Tables 1 and 2 show the means of the test scores for the various media. Figures 14 and 15 show a summary of all of the media treatments. In these figures, the box on the left represents the pre test score and the box on the right represents the post test score for each treatment. These box plots graph the median levels and the range of the data points. The horizontal line inside of the box represents the median, where half the data points are above and below that value. The box edges represent the quartile median lines. For the upper box edge, one quarter of the data points are above that value and three quarters are below that value. The lower box edge is figured similarly. The whiskers represent the range of the data, unless there are outliers. If there are outliers, the whiskers represent the range of the non-outlier data.

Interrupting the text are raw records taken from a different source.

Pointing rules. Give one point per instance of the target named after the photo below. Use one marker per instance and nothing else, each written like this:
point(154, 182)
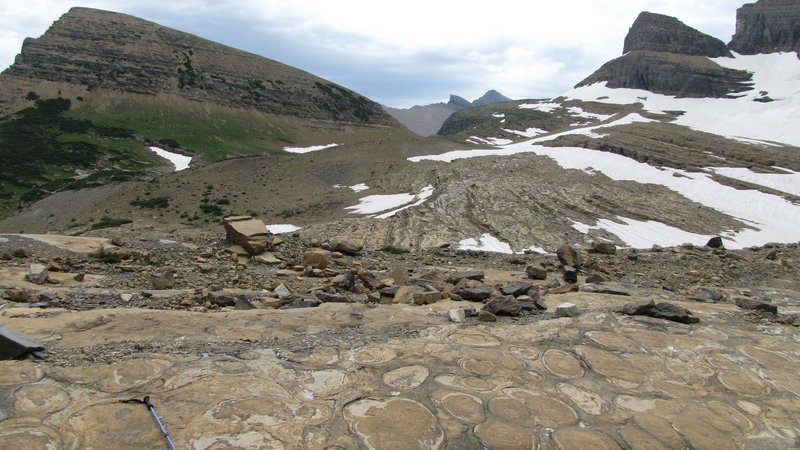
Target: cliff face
point(664, 56)
point(660, 33)
point(104, 50)
point(767, 26)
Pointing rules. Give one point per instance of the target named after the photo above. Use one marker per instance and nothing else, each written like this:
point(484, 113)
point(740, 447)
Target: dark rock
point(705, 294)
point(611, 289)
point(660, 33)
point(508, 306)
point(536, 272)
point(671, 74)
point(638, 308)
point(570, 274)
point(596, 278)
point(348, 247)
point(568, 256)
point(605, 248)
point(757, 305)
point(672, 312)
point(469, 275)
point(345, 281)
point(666, 311)
point(327, 297)
point(486, 316)
point(223, 300)
point(478, 293)
point(37, 274)
point(427, 297)
point(369, 279)
point(516, 289)
point(767, 26)
point(302, 303)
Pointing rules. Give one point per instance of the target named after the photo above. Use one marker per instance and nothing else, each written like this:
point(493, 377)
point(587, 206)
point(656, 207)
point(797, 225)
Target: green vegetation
point(108, 222)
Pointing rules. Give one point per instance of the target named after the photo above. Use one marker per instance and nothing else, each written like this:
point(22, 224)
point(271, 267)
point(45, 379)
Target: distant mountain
point(427, 120)
point(81, 104)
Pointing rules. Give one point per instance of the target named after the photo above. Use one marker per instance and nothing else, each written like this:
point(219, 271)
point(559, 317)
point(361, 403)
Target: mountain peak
point(767, 26)
point(660, 33)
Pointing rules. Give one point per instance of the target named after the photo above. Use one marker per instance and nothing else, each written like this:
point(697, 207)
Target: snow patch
point(282, 228)
point(390, 204)
point(644, 234)
point(530, 132)
point(180, 162)
point(486, 243)
point(784, 182)
point(543, 107)
point(313, 148)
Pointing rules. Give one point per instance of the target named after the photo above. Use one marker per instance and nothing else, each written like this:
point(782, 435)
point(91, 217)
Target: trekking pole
point(146, 401)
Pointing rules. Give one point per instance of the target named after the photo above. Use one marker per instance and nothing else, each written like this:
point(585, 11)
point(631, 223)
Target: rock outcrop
point(767, 26)
point(664, 56)
point(670, 74)
point(102, 50)
point(660, 33)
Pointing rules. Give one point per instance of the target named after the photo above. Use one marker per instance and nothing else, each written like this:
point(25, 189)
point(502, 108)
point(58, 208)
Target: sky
point(409, 52)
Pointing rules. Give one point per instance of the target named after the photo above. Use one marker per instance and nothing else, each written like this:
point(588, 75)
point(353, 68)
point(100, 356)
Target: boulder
point(348, 247)
point(328, 297)
point(486, 316)
point(505, 305)
point(250, 233)
point(37, 274)
point(570, 274)
point(516, 289)
point(478, 293)
point(757, 305)
point(427, 297)
point(476, 275)
point(566, 310)
point(568, 256)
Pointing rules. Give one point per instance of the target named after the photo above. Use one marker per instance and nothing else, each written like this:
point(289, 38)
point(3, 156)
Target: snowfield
point(313, 148)
point(180, 162)
point(769, 218)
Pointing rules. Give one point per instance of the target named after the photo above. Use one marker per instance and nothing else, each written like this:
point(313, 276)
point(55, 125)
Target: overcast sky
point(402, 53)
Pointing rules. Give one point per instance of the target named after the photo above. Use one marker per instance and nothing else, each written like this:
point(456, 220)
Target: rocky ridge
point(319, 347)
point(89, 50)
point(767, 26)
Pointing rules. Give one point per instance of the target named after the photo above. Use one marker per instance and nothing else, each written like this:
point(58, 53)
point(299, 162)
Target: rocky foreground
point(327, 345)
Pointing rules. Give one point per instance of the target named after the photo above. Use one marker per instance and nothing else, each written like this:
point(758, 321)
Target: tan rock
point(250, 233)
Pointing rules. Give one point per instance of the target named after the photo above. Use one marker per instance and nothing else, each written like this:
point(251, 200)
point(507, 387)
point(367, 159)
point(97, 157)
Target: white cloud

Outliers are defined as data points that are more than the length of the whole box outside of one edge of the box.
Table 1: Oral Test Means and Variances
| Medium | Number of People | Oral Pre Mean | Oral Pre Variance | Oral Post Mean | Oral Post Variance | Oral Extended Mean |
|---|---|---|---|---|---|---|
| VR | 36 | 3.306 | 7.990 | 6.583 | 13.164 | 4.333 |
| Mac Int | 13 | 2.071 | 3.833 | 6.231 | 8.192 | |
| Mac Run | 13 | 4.462 | 5.269 | 6.786 | 4.603 | |
| Video | 20 | 3.100 | 14.200 | 5.350 | 24.239 | 3.824 |
| Control | 7 | 4.429 | 9.952 | 5.143 | 8.476 | 5.500 |
Table 2: Written Test Means and Variances
| Medium | Number of People | Written Pre Mean | Written Pre Variance | Written Post Mean | Written Post Variance | Written Extended Mean |
|---|---|---|---|---|---|---|
| VR | 36 | 6.528 | 13.313 | 7.722 | 18.462 | 7.028 |
| Mac Int | 13 | 4.885 | 8.340 | 7.385 | 5.590 | |
| Mac Run | 13 | 5.730 | 11.410 | 7.692 | 11.561 | |
| Video | 14 | 6.572 | 8.981 | 6.893 | 10.276 | 7.618 |
| Control | 7 | 7.785 | 10.988 | 7.214 | 14.255 | 7.750 |
Figure
14: Oral Pre and Post Scores
Figure
15: Written Pre and Post Scores
The independency of the media variable is the important assumption. To examine possible colinearity, a Pearson correlation analysis was run. Table 3 shows the Pearson correlation among the independent variables on a scale from -1 to +1 where a large number implies a large correlation. The values in Table 4 show the probabilities that the correlations are not significant, where a small number implies higher significant correlation. At an alpha of 0.05, Media is not correlated with any of the other independent variables, but all of the rest are significantly correlated.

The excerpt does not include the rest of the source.